Neither Botswana nor South African authorities had expressed serious concerns about this criminal trade. With the exception of a few border arrests of persons pulling the strings behind the operations, not much has happened yet. They point to the fact that trade in bones of lions bred in hunting farms do not pose a threat to the animals living in the wild.

This is contradicted by conservationists: the wild lion, whose skeleton is estimated to be equivalent to 10.000 euros, is considered in the view of some Asians trusting in this form of healing based on the Chinese medicine to be “potent” and thus more valuable. No one can determine the actual origin of the problem. Insider reports on wild lion cubs having been snatched away from their lactating mother, when they come to the waterhole to drink, they also claim to have seen the smuggling of cheetahs, leopards and hyenas.

No information was given as to the number of lions falling victim to the trade, but official records at the South Africa Department of Environmental Affairs show there has been a 150% growth in exports of lion products since 2009 – nobody knows the exact number of unreported cases.
The fact is that the lion's bone is now arriving in Asian pharmacies. In reply to a question from the SAVE Wildlife Conservation Fund, Belinda Wright, director of the Wildlife Protection Society of India (WPSI) confirmed that the powdered lion's bones are available and legal in Asian pharmacies. She is also convinced that lion‘s bones, as a substitute for tiger bone, are now being incorporated into the TCM (Traditional Chinese Medicine). In China the trade is perfectly legal.

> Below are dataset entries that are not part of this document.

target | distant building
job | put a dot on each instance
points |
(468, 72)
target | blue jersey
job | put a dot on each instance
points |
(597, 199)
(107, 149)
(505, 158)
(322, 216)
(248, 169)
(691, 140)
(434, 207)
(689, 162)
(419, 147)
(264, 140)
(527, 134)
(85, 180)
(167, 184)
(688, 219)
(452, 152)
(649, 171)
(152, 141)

Conservation organizations such as SAVE fear the sell-out of the Asian wilderness to the Asian medicine market. Protectors of lions predict that the big cats in southern Africa could actually go extinct in as little as 10 to 20 more years, if a stop is not put to this criminal trade. Now they are trying to exert pressure on the government to stop playing down the problem but to recognize its dramatic dimensions and to take action.